By Ryan Chaffin, News Correspondent
Douglas Blackmon’s illuminating book, “Slavery by Another Name: The Re-Enslavement of Black Americans from the Civil War to World War II,” has been honored with a New York Times Bestseller listing and a Pulitzer Prize. On Friday, it received another, humbler honor: the author made an appearance in Northeastern’s Raytheon Amphitheater, where he spoke about his novel and invited in the beginnings of what could prove to be an expansive discussion about race among interested students and faculty.
Blackmon in person is guilty of protracted yet eloquent description, as he takes listeners through rarely dog-eared pages of history to arrive at conclusions that still elicit a moment of profound silence.
And after a decade of research on race, it seemed natural that Blackmon would have a lot to say.
There have always been “missing” periods in history, especially in public education, Blackmon said. He noted the time between the 1860s and 1890s is one such period. It was a period of high-spirited reform, with white and black candidates running together for public offices, with bills and statues passed that could have created a very different future for African-Americans in the South. But at the same time, there was a coordinated effort among southern states to curtail such reform.
The Confederacy lost the Civil War on its own ground, but still had remnants of the old South even during the Reconstruction era. Over the decade following the Civil War, southern states passed a series of laws that essentially “criminalized black life,” Blackmon said. Laws were never race-specific, but actual arrests and convictions were overwhelmingly lopsided against black men and women. To compound the issue, most of the new laws were arbitrary and nominal. Black people could be jailed for “speaking loudly in the presence of a white woman,” for “selling agricultural produce after dark,” or for a dozen other riffs on the broad theme of “vagrancy,” Blackmon said. Black men were arrested in groups of 10-20, convicted en masse, and delivered into the hands of corporate businessmen who put them to work in mines and lumberyards. Businessmen paid the state officials for the labor and treated forced punitive labor as business and the prisoners as a commodity. It was almost like a repetition of history, when slavery was legal, Blackmon said.

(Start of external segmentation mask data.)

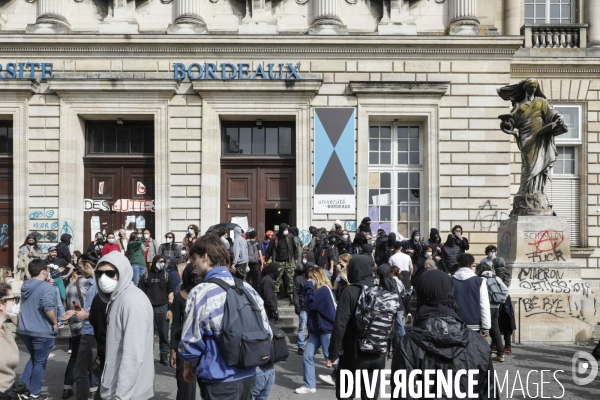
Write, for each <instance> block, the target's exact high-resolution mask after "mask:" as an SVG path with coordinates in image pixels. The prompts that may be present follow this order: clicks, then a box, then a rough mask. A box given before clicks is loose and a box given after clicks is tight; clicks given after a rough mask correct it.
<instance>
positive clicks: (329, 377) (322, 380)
mask: <svg viewBox="0 0 600 400" xmlns="http://www.w3.org/2000/svg"><path fill="white" fill-rule="evenodd" d="M319 379H320V380H322V381H323V382H325V383H326V384H328V385H331V386H335V381H334V380H333V378H332V377H331V375H319Z"/></svg>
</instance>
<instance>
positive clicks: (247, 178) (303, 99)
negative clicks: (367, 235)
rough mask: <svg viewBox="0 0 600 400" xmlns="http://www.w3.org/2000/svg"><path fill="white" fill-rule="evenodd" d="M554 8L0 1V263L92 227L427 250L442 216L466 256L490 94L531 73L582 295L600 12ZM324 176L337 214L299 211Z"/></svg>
mask: <svg viewBox="0 0 600 400" xmlns="http://www.w3.org/2000/svg"><path fill="white" fill-rule="evenodd" d="M559 3H560V4H559V5H560V7H559V8H558V11H557V9H556V6H555V3H554V2H551V1H548V0H525V1H523V0H445V1H444V0H410V1H407V0H390V1H386V0H384V1H383V2H381V1H362V0H355V1H352V0H284V1H281V2H277V3H276V2H271V1H264V0H252V1H250V0H248V1H246V2H243V1H238V0H235V1H231V0H227V1H226V0H215V1H213V0H210V1H207V0H146V1H144V0H141V1H140V0H136V1H130V0H14V1H11V2H2V3H0V48H1V50H2V55H1V56H0V64H1V65H2V70H1V71H0V76H1V77H2V79H0V153H2V152H3V151H4V154H0V176H2V177H3V178H2V179H3V180H4V182H5V184H4V185H2V184H0V218H2V220H1V221H0V226H2V236H1V240H2V241H3V242H2V243H1V244H2V245H5V246H8V248H6V249H4V250H3V251H4V253H3V254H4V255H3V257H4V258H3V259H2V260H0V261H1V262H3V263H14V262H16V252H17V250H18V247H19V245H20V244H21V243H22V241H23V240H24V239H25V237H26V235H27V234H28V232H32V231H35V232H37V233H38V235H39V237H40V239H41V240H40V241H41V243H42V244H43V245H44V246H46V247H47V246H49V245H51V244H54V243H56V241H57V240H58V237H60V235H61V234H62V233H71V234H73V237H74V238H73V249H74V250H75V249H81V250H83V249H85V248H86V247H87V245H88V244H89V242H90V241H91V236H92V235H93V233H94V232H95V231H102V230H108V231H112V230H115V229H118V228H120V227H126V228H130V229H135V228H142V227H146V228H149V229H151V231H152V233H153V235H154V237H156V238H159V239H162V237H163V236H164V234H165V233H167V232H169V231H172V232H174V233H175V235H176V238H177V240H178V241H179V240H181V238H182V237H183V235H185V233H186V232H187V229H188V227H189V225H190V224H194V225H197V226H198V227H199V228H200V231H202V232H204V231H205V230H206V229H207V228H208V227H209V226H211V225H214V224H217V223H219V222H222V220H223V219H227V220H228V221H229V220H231V218H240V217H241V218H242V219H241V220H240V219H236V221H244V220H245V219H247V220H248V224H249V225H250V226H253V227H254V228H255V229H257V230H258V231H259V235H262V234H263V232H264V231H265V230H267V229H271V228H272V226H274V225H277V224H278V223H279V222H283V221H281V218H285V219H287V221H285V222H291V223H292V224H293V225H297V226H298V227H299V228H300V230H301V231H306V230H307V229H308V227H309V226H311V225H315V226H325V227H327V228H329V227H330V226H331V225H332V223H333V221H335V220H337V219H339V220H342V221H343V222H344V225H345V226H346V228H347V229H348V230H350V231H354V230H355V229H356V225H357V223H360V220H361V219H362V218H364V217H366V216H371V218H372V219H373V220H374V221H375V225H374V226H375V227H377V226H382V227H384V228H385V229H386V230H392V231H398V232H400V233H402V234H403V235H405V236H410V233H411V232H412V230H413V229H415V228H418V229H420V230H421V231H422V232H423V233H422V235H423V236H428V232H429V229H430V228H433V227H436V228H439V229H440V232H441V233H442V236H443V238H445V236H446V235H447V234H448V233H449V231H450V229H451V227H452V226H454V225H457V224H458V225H462V227H463V230H464V232H465V233H466V236H467V237H468V238H469V240H470V242H471V243H472V249H471V251H472V252H473V253H474V254H477V255H482V254H483V249H484V248H485V246H486V245H488V244H492V243H493V244H496V243H497V237H496V235H497V229H498V226H499V222H500V220H503V219H506V218H508V214H509V212H510V209H511V201H512V200H511V199H512V196H513V195H514V194H515V193H516V191H517V188H518V185H519V172H520V163H519V161H520V160H519V157H520V153H519V151H518V149H517V147H516V144H515V143H514V140H512V139H511V137H510V136H509V135H506V134H504V133H503V132H502V131H500V129H499V119H498V115H500V114H506V113H507V112H508V111H509V109H510V108H509V106H510V104H507V103H506V102H504V101H503V100H502V99H500V97H498V95H497V93H496V89H497V88H499V87H501V86H504V85H507V84H511V83H516V82H518V81H520V80H522V79H525V78H529V77H533V78H536V79H538V80H539V81H540V82H541V87H542V91H543V92H544V94H545V95H546V96H547V98H548V100H549V101H550V102H551V104H553V105H555V106H557V107H562V108H561V111H564V112H565V113H567V114H568V115H569V118H570V119H569V121H568V123H569V124H570V127H572V128H573V129H572V131H573V132H574V136H572V137H569V138H567V139H566V140H564V141H562V142H561V141H560V140H559V142H558V143H557V144H558V147H559V161H560V163H559V164H560V168H561V170H560V171H555V173H556V172H559V173H557V174H556V179H555V181H554V182H553V183H552V187H551V189H550V190H552V194H551V197H552V196H553V197H552V201H554V204H555V208H556V210H557V213H558V214H559V215H563V216H567V217H568V219H569V222H570V227H571V228H572V229H571V244H572V250H571V253H572V256H573V258H574V261H576V262H577V263H578V265H579V266H580V267H581V276H582V279H583V280H585V282H586V283H587V284H588V285H589V286H591V287H592V288H595V289H596V292H599V293H600V265H599V259H600V250H598V249H597V247H598V245H599V243H598V241H599V238H600V223H599V220H598V217H599V216H600V199H599V196H600V182H599V179H598V177H599V175H600V160H599V159H598V157H599V155H600V142H599V137H598V135H599V133H600V119H599V118H600V117H599V112H600V98H599V97H598V95H599V92H600V67H598V62H599V61H600V47H597V46H600V5H599V4H596V2H595V1H593V0H560V2H559ZM557 12H558V17H556V13H557ZM32 69H33V71H32ZM209 70H210V71H211V73H210V74H209ZM234 72H235V74H234ZM190 78H191V79H190ZM344 110H348V111H347V112H346V111H344ZM338 111H339V113H337V114H336V112H338ZM344 112H345V114H344ZM343 115H345V117H343ZM343 118H346V119H345V120H343V121H344V124H342V125H343V126H341V125H340V123H339V121H340V120H341V119H343ZM340 126H341V127H340ZM336 129H337V131H336ZM343 129H348V130H350V135H351V141H350V144H348V142H344V143H345V145H344V146H346V147H344V148H343V149H342V148H340V147H338V145H337V144H336V143H337V142H336V140H338V138H340V137H347V136H344V134H343V133H342V132H341V131H342V130H343ZM334 131H335V132H337V133H332V132H334ZM338 131H339V132H338ZM3 135H4V136H3ZM244 135H246V136H244ZM9 138H10V139H9ZM149 138H150V139H149ZM326 138H329V139H328V140H330V141H331V143H329V142H326V141H325V142H323V140H325V139H326ZM2 140H4V141H5V144H3V143H2ZM340 140H341V139H340ZM273 143H275V144H273ZM323 143H325V144H323ZM11 146H12V147H11ZM254 146H255V147H254ZM269 146H271V147H269ZM322 146H324V147H322ZM348 146H350V147H348ZM325 147H327V149H328V150H327V151H328V152H326V154H325V153H322V149H324V148H325ZM269 149H271V150H269ZM334 149H335V150H334ZM334 153H335V155H336V157H333V156H332V154H334ZM338 153H339V154H338ZM322 154H325V155H323V156H322ZM322 157H326V158H325V159H327V160H329V161H328V162H323V161H322ZM327 157H330V158H327ZM316 158H318V159H317V160H316V161H315V159H316ZM334 158H337V159H339V161H335V159H334ZM332 159H333V160H334V161H335V162H334V161H331V160H332ZM338 164H339V165H338ZM335 168H337V169H335ZM340 168H341V169H340ZM555 170H556V168H555ZM331 171H333V172H331ZM343 172H346V174H344V173H343ZM329 173H331V174H333V176H343V175H345V176H346V177H347V179H348V183H349V184H350V185H349V186H347V185H346V186H345V187H343V188H342V186H343V185H337V182H335V179H334V180H333V181H327V182H332V183H331V184H330V185H324V186H331V187H330V188H329V189H330V190H329V191H327V188H324V189H323V190H324V192H323V193H325V194H324V195H323V196H324V197H323V199H325V200H327V199H331V198H330V197H327V196H334V197H335V196H336V195H345V196H348V193H351V194H350V195H349V196H350V198H352V199H353V200H350V201H349V202H348V203H347V204H348V205H349V207H346V208H345V209H344V210H343V211H342V212H343V213H339V212H340V209H335V208H333V210H335V213H334V212H330V213H328V212H324V213H323V211H322V209H320V208H319V206H318V205H317V200H316V199H317V198H319V199H320V197H319V196H320V194H318V193H317V194H315V187H316V186H317V185H316V182H318V181H319V180H320V179H325V178H324V177H325V176H326V175H327V174H329ZM336 173H337V174H338V175H335V174H336ZM345 184H346V182H345V181H344V185H345ZM338 186H339V188H338ZM348 187H350V189H348ZM336 190H337V192H336ZM344 190H351V191H350V192H344ZM115 196H116V197H115ZM345 198H348V197H345ZM117 200H119V202H117ZM334 201H337V200H334ZM115 203H116V204H115ZM257 204H258V208H260V210H259V211H256V209H254V210H253V209H252V205H254V206H255V207H254V208H256V205H257ZM345 204H346V203H345ZM282 212H283V214H282ZM282 215H283V217H282ZM140 217H141V220H140V219H139V218H140ZM303 233H306V232H303ZM589 323H590V324H591V323H592V322H591V321H589ZM574 339H575V338H574V337H569V338H567V341H568V340H574Z"/></svg>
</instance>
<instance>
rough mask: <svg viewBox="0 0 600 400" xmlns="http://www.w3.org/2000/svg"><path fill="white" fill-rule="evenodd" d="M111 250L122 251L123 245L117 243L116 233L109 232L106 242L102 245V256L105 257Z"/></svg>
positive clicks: (111, 250) (106, 238) (113, 250)
mask: <svg viewBox="0 0 600 400" xmlns="http://www.w3.org/2000/svg"><path fill="white" fill-rule="evenodd" d="M111 251H118V252H120V251H121V247H120V246H119V244H118V243H117V240H116V239H115V234H114V233H112V232H111V233H109V234H108V235H106V244H105V245H104V246H103V247H102V253H101V254H102V257H104V256H105V255H107V254H108V253H110V252H111Z"/></svg>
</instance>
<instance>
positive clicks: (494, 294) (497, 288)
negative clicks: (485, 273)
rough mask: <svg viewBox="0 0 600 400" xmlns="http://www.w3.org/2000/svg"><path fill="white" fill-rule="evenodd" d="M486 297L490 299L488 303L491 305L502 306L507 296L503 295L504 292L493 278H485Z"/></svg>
mask: <svg viewBox="0 0 600 400" xmlns="http://www.w3.org/2000/svg"><path fill="white" fill-rule="evenodd" d="M486 281H487V286H488V296H489V297H490V303H492V304H504V302H505V301H506V297H507V296H508V294H506V293H504V290H502V288H501V287H500V284H499V283H498V281H497V280H496V277H495V276H492V277H491V278H487V280H486Z"/></svg>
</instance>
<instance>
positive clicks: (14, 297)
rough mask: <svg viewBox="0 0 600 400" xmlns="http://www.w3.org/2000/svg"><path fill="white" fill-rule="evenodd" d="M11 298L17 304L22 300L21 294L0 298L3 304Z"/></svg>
mask: <svg viewBox="0 0 600 400" xmlns="http://www.w3.org/2000/svg"><path fill="white" fill-rule="evenodd" d="M10 300H12V301H14V302H15V304H19V303H20V302H21V296H15V297H7V298H6V299H2V300H0V302H1V303H2V304H6V302H8V301H10Z"/></svg>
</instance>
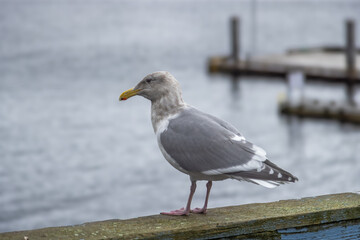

There was a law prohibiting farm workers from “seeking work from another employer without the written permission of their current employer.” Tens of thousands of black men were arrested, for trying to escape their often brutal working conditions, and simply carted off to work a few years as unofficial slaves, after which they would have to return to their previous employer and face further vengeance.
Sharecropping is a topic most students are educated on, but the unofficial slavery system is not. Blackmon mentioned, for half a century after its inception, leaders in the American government refused to educate anyone about the atrocities in the South — including themselves. In the 1930s, however, a freshly re-inaugurated Franklin D. Roosevelt and his cabinet had to face a problem that was, for once, external: could the Japanese make overtures to southern African-Americans, offering them something the states never delivered on: actual freedom, freedom without hypocrisy, deliverance?
The Roosevelt administration did act, but perhaps it was too late. Blackmon said the administration passed federal anti-lynching laws that cut down on some of the race violence nationwide, and members of the government began to pay attention to the constant reports of slavery from certain areas in the south. In 1943, a man and his daughter were sent to prison in a deliberate show trial for keeping a black man as a slave for 15 years.
During the event, Blackmon called this last case the “legal, technical end to slavery.” In his question-and-answer period, the author made it clear that injustice, while less awful than before, is not a won battle; for in any crusade to aid the disenfranchised, there will always be enemies willing to block any reform, and bystanders unwilling to stand up for what is right.